The Act introduces a computerized clearing house system (the System) under which banks and credit unions are obliged to report information regarding the accounts they maintain (e.g., openings, changes, and transactions) to the System on daily basis. Using algorithms that take into account risk criteria (e.g., economic, geographical, behavioral, and business connections), the System calculates a risk ratio for each entity and passes that information on to the Head of the National Revenue Administration (the Head of the NRA) who may block a bank account if the analysis indicates that there is a risk that the account holder has committed or is about to commit fiscal fraud.
A bank account can be blocked for a period of no longer than 72 hours from delivery of the Head of the NRA’s decision to the bank. Although the decision is discretionary, it should be justified by past tax performance of the account holder, and, based on such performance, an assumption that the account holder may use the account for fraud related purposes, and that the blockage of the account is necessary to counteract fraud. The initial 72-hour blockage may be extended to three months should the Head of the NRA identify there is a risk that existing or future tax obligations of the account holder will not be performed. The blockage may be challenged by submitting an application for reconsideration to the Head of the NRA or by filing a complaint with the administrative court.
During the blockage period an affected bank account may not be subjected to a new security interest. The Act does not specify whether any existing security interest (e.g., a financial pledge) expires, is suspended or continues to apply during the blockage period.
The obligation to process bank account data in the System and the mechanism of bank account blockage concern only one type of bank account set out in the Banking Law, namely settlement accounts (rachunki rozliczeniowe).
(1) Ustawa z dnia 24 listopada 2017 r. o zmianie niektórych ustaw w celu przeciwdziałania wykorzystaniu sektora finansowego do wyłudzeń skarbowych.
The risk of a bank account being blocked under the Act may have an effect on the escrow accounts commonly used in financing, real estate and M&A transactions.
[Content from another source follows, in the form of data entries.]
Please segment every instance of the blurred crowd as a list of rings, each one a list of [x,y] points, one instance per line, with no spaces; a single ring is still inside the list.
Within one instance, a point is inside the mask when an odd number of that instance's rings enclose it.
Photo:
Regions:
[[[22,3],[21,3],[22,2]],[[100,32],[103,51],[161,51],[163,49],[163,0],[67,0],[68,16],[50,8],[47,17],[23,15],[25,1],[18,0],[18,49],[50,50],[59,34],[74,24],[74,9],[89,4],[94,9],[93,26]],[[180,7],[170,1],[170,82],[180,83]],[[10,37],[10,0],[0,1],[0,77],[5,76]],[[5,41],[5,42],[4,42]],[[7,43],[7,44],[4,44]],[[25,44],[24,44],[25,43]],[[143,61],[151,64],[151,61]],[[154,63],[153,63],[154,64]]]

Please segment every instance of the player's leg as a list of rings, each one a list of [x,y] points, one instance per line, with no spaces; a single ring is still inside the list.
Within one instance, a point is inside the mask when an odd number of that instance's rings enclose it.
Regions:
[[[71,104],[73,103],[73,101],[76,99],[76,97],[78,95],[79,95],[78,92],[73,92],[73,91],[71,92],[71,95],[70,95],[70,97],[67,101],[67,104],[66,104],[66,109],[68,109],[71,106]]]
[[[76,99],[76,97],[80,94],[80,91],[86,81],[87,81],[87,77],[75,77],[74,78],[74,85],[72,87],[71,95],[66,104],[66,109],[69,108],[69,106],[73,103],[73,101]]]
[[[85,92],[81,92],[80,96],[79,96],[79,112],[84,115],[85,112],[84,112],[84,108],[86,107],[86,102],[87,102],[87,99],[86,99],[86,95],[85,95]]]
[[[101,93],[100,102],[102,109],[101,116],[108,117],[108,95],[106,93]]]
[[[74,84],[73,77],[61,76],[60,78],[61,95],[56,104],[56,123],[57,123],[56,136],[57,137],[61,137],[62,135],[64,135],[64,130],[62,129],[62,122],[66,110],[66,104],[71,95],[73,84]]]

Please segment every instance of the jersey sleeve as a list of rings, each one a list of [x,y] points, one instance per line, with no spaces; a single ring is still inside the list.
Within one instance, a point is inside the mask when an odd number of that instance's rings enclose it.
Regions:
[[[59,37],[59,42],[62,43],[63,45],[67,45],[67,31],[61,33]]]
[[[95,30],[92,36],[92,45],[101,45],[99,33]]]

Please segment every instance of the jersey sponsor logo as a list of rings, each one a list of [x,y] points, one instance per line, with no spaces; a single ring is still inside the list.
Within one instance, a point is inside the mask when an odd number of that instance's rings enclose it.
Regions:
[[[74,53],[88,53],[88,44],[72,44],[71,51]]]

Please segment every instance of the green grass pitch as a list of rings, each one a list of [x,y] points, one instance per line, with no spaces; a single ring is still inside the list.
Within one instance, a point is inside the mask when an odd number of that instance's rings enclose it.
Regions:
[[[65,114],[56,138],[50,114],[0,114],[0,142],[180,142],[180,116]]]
Escrow accounts are typically opened with banks by buyers as settlement accounts used to centrally clear various (and often numerous) payments associated with a transaction. The sources and uses of these payment arrangements can be very complex and under such circumstances the tax authorities may consider the payments into or from an escrow account as having the potential of financial fraud.
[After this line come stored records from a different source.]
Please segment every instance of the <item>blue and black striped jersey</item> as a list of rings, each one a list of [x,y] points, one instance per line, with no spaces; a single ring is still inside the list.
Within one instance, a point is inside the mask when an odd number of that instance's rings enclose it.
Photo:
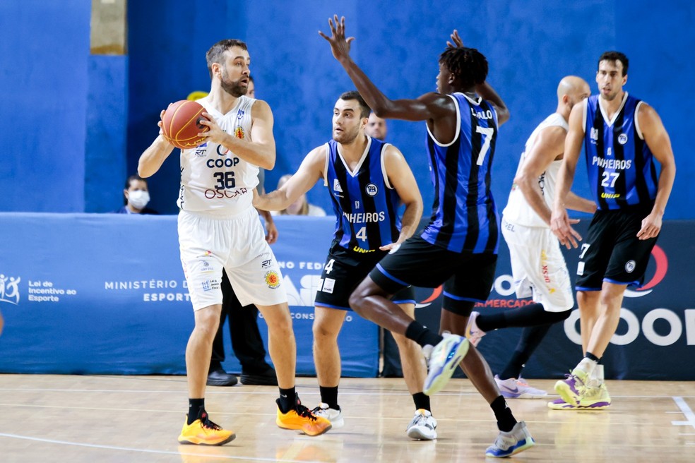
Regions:
[[[326,181],[335,212],[335,243],[357,253],[369,253],[393,243],[400,234],[400,198],[387,178],[382,156],[387,143],[368,138],[354,172],[327,143]]]
[[[499,216],[490,191],[490,167],[497,139],[497,113],[482,97],[449,95],[456,104],[456,136],[443,145],[427,128],[427,151],[434,185],[429,243],[454,252],[497,252]]]
[[[656,198],[656,166],[637,121],[641,104],[626,92],[620,109],[608,121],[599,95],[587,100],[584,152],[591,193],[599,209],[648,204]]]

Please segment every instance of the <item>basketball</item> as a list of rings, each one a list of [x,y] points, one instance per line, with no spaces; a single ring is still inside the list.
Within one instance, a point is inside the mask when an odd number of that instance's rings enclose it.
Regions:
[[[203,138],[198,134],[210,130],[201,124],[205,108],[197,102],[182,100],[172,103],[164,112],[162,128],[167,140],[174,146],[186,150],[196,148]]]

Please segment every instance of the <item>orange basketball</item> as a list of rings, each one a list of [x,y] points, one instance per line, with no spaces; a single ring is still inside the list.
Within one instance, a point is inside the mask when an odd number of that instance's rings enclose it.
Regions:
[[[201,124],[201,120],[205,119],[201,116],[204,111],[200,103],[188,100],[170,104],[162,119],[165,138],[182,150],[194,148],[202,143],[203,138],[198,134],[210,130],[210,127]]]

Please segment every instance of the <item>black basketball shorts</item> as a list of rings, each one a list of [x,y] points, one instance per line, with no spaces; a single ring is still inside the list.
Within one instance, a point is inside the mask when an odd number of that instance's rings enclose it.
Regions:
[[[376,250],[372,253],[357,254],[334,244],[326,259],[321,275],[323,283],[316,291],[314,305],[351,311],[348,303],[350,295],[387,253]],[[414,304],[415,289],[412,287],[401,288],[391,297],[391,301],[396,303]]]
[[[578,291],[600,291],[603,282],[640,287],[656,238],[641,240],[637,232],[652,205],[597,210],[581,242]]]
[[[497,264],[497,255],[493,253],[455,253],[412,236],[381,259],[369,277],[391,294],[408,284],[423,288],[444,284],[444,307],[458,313],[470,311],[471,302],[487,300]]]

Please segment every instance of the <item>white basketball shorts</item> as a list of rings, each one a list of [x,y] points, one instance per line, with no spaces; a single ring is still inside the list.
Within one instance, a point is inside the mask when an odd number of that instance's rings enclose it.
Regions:
[[[518,225],[504,217],[501,222],[516,296],[533,298],[548,312],[572,308],[574,296],[567,264],[550,229]]]
[[[181,263],[194,310],[222,303],[222,268],[242,306],[287,301],[255,209],[233,217],[181,211],[178,222]]]

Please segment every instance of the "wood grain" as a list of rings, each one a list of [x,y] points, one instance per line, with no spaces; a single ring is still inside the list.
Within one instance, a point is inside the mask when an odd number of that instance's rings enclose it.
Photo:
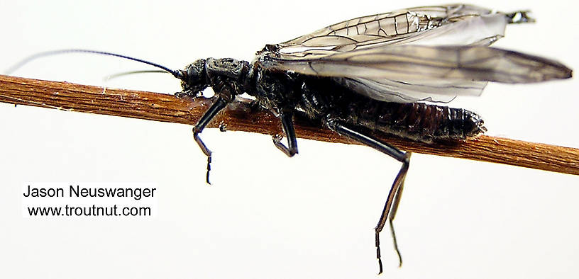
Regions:
[[[105,114],[194,125],[209,108],[210,100],[178,98],[172,95],[48,81],[0,75],[0,102],[70,111]],[[319,123],[297,117],[298,137],[357,144]],[[238,106],[222,112],[209,125],[227,125],[228,130],[275,135],[279,120],[269,113]],[[439,156],[505,164],[579,175],[579,149],[482,135],[463,142],[426,144],[377,135],[402,150]],[[192,144],[194,143],[192,142]]]

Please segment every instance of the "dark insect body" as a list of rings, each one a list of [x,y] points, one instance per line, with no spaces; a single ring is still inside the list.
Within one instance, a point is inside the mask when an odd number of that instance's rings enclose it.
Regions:
[[[534,21],[526,12],[504,13],[464,4],[412,8],[346,21],[290,41],[267,45],[252,62],[232,58],[199,59],[184,70],[113,54],[69,50],[126,58],[162,69],[182,81],[180,97],[196,98],[210,86],[214,103],[193,127],[195,141],[206,125],[239,95],[276,117],[287,137],[275,135],[276,147],[297,154],[293,117],[304,114],[328,129],[385,153],[402,163],[375,227],[380,272],[380,232],[386,222],[402,258],[392,220],[399,202],[410,153],[373,134],[387,133],[432,142],[462,140],[486,129],[475,113],[446,103],[458,95],[478,96],[488,81],[531,83],[571,76],[565,65],[546,58],[488,46],[509,23]],[[36,55],[31,59],[38,57]],[[225,126],[220,126],[225,131]]]

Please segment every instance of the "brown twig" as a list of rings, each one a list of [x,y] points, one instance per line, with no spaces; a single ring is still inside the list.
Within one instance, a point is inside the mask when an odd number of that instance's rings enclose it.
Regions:
[[[172,95],[47,81],[0,75],[0,102],[106,114],[150,120],[194,125],[206,110],[208,100],[178,98]],[[324,142],[351,142],[297,118],[297,137]],[[275,135],[279,120],[265,111],[231,109],[221,113],[208,127],[227,124],[228,130]],[[470,159],[579,175],[579,149],[501,137],[480,136],[465,142],[426,144],[378,135],[403,149],[417,153]]]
In the worst-case scenario, money could be blocked in a buyer's account even though title to shares or real property had been transferred.
The risk of an escrow account being blocked may be minimized if the buyer is a newly created company without any outstanding tax liabilities. The seller can also mitigate risk by conducting a tax due diligence on the buyer (the escrow account holder), which should include:
- (a) obtaining tax clearance certificates in order to make sure the account holder has no tax arrears, and, most importantly,
- (b) checking the account holder's VAT status on a web site maintained by the Polish Ministry of Finance to determine if the account holder is likely to be subject to a VAT fraud-related inspection.
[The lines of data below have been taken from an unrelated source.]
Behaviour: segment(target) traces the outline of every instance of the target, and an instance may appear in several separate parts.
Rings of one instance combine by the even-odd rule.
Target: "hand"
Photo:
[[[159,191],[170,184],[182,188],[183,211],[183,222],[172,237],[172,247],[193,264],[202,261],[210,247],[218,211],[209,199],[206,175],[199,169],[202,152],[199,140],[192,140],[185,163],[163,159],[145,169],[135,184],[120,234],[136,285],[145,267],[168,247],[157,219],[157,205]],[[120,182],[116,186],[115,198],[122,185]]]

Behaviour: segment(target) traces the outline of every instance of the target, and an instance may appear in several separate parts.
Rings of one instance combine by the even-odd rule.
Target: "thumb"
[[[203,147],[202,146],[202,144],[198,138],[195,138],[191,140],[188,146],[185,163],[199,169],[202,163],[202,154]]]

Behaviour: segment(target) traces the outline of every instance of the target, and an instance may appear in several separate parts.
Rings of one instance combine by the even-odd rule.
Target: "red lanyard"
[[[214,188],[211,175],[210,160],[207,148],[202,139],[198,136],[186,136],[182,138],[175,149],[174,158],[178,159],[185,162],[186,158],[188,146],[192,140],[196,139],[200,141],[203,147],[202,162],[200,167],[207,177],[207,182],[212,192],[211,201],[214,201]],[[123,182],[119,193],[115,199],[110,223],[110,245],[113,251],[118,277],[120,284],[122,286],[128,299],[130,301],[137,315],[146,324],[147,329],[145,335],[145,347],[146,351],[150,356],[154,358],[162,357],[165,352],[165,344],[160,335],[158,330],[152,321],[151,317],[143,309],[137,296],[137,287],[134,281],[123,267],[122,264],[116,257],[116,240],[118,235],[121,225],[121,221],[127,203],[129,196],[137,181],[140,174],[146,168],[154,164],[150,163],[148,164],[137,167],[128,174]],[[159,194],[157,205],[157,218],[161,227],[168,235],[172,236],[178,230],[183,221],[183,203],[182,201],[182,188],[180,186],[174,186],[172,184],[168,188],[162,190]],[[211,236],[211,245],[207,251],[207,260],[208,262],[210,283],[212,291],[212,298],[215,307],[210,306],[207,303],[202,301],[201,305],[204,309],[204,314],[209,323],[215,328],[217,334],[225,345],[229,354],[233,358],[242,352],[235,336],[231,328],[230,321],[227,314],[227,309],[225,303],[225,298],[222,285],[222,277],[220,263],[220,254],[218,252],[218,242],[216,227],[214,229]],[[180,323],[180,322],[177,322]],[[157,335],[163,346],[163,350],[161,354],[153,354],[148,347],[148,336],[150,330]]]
While these measures provide a certain degree of comfort, they do not entirely eliminate the risk of an account being blocked.
In lieu of escrow accounts, we believe that parties should consider using trust accounts (rachunki powiernicze) within the meaning of article 59 of the Banking Law to settle their transactions. Trust accounts are not subject to the reporting obligations of the new Act and cannot be blocked by the Head of the NRA. Furthermore, amounts deposited in trusts accounts may not be seized in enforcement and insolvency proceedings concerning the account holder. A disadvantage of using a trust account is that, under article 59 of the Banking Law, a trust account agreement is executed between a trustee and a bank and, consequently, a trustor (i.e., the seller or another designated payee) has no direct claim to the bank maintaining the trust account. We believe that there may be contractual measures between a trustor and the bank which may further enhance the trustor's position.
Finally, consideration should be given to building in contractual provisions within transaction documents that would deal with the possibility of an account blockage and prevent unintended consequences to the extent possible.